Monsieur le président, mesdames et messieurs les députés, je vous remercie de me donner l'occasion d'exposer mon travail de chercheure qui se veut une approche pragmatique d'un système de formation. Il ne constitue ni une défense ni un réquisitoire. Je me suis appuyée sur deux recherches universitaires menées notamment avec Yves Dutercq, qui ne sont pas focalisées sur les grands établissements auxquels on réduit souvent le monde des classes préparatoires. Nous avons travaillé auprès d'un ensemble varié de lycées à classes préparatoires, en province notamment.
Nous y avons rencontré une population spécifique de bons élèves, aux bonnes performances scolaires, exprimant des ambitions professionnelles, mais qui n'étaient pas pour autant des héritiers. Notre public était très hétérogène puisque les élèves appartenaient à la fois aux classes populaires, aux classes moyennes et aux classes supérieures. On a longtemps cru que le modèle des classes préparatoires était purement élitiste, conçu pour accompagner la réussite quasi programmée d'élèves bénéficiant de tous les avantages sociaux, familiaux et scolaires. Or les enquêtes montrent que les conditions d'études offertes dans ces filières sont tout aussi propices à la réussite d'élèves moins sélectionnés socialement et scolairement.
La finalité première des classes préparatoires est évidemment la préparation aux concours des grandes écoles, mais elles ont d'autres préoccupations. Elles privilégient l'acquisition d'une culture générale ; elles permettent aux jeunes de retarder le plus longtemps possible le moment de leur orientation, en leur offrant des perspectives professionnelles diverses et attrayantes. Les étudiants y trouvent un cadre de travail propice à la consolidation de leur formation au lycée et à la construction progressive d'un projet réaliste.

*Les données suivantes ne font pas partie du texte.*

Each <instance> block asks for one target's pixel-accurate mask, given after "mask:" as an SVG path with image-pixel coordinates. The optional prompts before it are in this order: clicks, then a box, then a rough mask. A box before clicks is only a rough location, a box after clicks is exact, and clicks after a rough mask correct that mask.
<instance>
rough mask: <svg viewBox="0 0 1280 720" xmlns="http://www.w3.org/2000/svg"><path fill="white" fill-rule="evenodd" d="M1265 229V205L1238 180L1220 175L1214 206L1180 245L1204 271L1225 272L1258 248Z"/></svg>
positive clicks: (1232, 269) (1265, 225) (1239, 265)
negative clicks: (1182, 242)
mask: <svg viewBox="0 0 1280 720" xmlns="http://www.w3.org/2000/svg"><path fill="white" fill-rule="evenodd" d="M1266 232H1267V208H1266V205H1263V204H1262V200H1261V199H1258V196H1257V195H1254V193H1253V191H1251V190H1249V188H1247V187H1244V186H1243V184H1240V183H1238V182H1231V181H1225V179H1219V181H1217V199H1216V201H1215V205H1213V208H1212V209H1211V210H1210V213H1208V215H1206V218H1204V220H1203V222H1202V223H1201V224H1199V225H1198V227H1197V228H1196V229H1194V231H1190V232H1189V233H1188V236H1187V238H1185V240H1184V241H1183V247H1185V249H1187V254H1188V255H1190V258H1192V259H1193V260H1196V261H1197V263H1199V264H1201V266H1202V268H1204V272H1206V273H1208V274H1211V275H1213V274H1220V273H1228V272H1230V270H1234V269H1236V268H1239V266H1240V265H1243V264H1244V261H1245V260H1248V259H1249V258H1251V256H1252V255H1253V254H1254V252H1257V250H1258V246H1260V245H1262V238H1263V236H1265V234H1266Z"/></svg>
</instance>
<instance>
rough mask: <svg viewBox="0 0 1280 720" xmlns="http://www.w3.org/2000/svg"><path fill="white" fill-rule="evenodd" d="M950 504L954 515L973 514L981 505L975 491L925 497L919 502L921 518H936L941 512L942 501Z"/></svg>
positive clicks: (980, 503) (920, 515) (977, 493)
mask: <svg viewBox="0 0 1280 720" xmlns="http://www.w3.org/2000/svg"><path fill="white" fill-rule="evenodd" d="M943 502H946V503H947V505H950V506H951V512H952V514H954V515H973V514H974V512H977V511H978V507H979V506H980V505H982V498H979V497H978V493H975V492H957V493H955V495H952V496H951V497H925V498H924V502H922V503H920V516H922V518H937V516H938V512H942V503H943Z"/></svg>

Le cadre est celui de l'enseignement secondaire, ce qui signifie un nombre élevé d'heures d'enseignement, des devoirs écrits et des interrogations orales réguliers, un encadrement rapproché par des professeurs impliqués et attentifs. Les classes préparatoires et, à travers elles, les enseignants, qui ont su adapter leurs méthodes pédagogiques, accueillent une population nouvelle de bons élèves, motivés, intéressés, mais fort éloignés du modèle d'excellence, et leur apprennent à travailler avec efficacité et méthode. Elles permettent aux préparationnaires d'acquérir des compétences déterminantes sur le marché du travail : avoir confiance en soi, connaître ses limites, savoir se mobiliser pour faire quelque chose de sa vie, être rigoureux et constant, s'exprimer avec aisance et assurance, se donner ses objectifs et, surtout, les définir en fonction du temps dont on dispose.
Il ressort de notre étude de terrain que le système marche, mais on peut regretter qu'il ne bénéficie pas plus aux enfants issus des milieux modestes et qu'il continue d'être réservé à une demi-élite sociale. Il faudrait savoir ce qui se cache derrière le chiffre de 30 % de boursiers. Il y a tout de même 55 % des élèves dont le père est cadre, chef d'entreprise, professeur ou membre d'une profession libérale, malgré les efforts d'ouverture sociale.
On peut aussi parler d'inégalités scolaires. Ainsi, on trouve en classe préparatoire 55 % d'élèves ayant obtenu une mention bien ou très bien au baccalauréat général, contre 9 % parmi les bacheliers scientifiques.
Par ailleurs, même si la part des filles progresse, elles ne sont encore que 42 %.
Il y a enfin les inégalités territoriales : près du quart des départements français reste dépourvu de classes préparatoires aux grandes écoles, tandis que Paris, Lille et Lyon accueillent à elles trois 45 % de ces élèves.
Les chiffres demeurent très globaux et recouvrent une grande diversité de situations, mais, globalement, même s'il s'est élargi, le vivier des classes préparatoires reste limité et correspond au public traditionnel de l'enseignement général, c'est-à-dire aux enfants des classes sociales supérieures et du segment supérieur des classes moyennes.
Il ne faut pas nier pour autant le fort accroissement des effectifs ces dernières années : + 11 % entre 2001 et 2007, mais ce pourcentage est aussi celui observé dans l'enseignement supérieur.
La diversification du public, qui est bien réelle, renvoie à la segmentation existant au sein des classes préparatoires aux grandes écoles. Les plus prestigieuses restent l'apanage des enfants des milieux les plus favorisés, comme l'atteste le recrutement dans les grands lycées parisiens, tandis que les autres classes préparatoires se présentent souvent comme une alternative à l'université, recherchée par tous ceux qui disposent d'un niveau scolaire convenable à la sortie du secondaire et d'un niveau suffisant d'information et de conseil.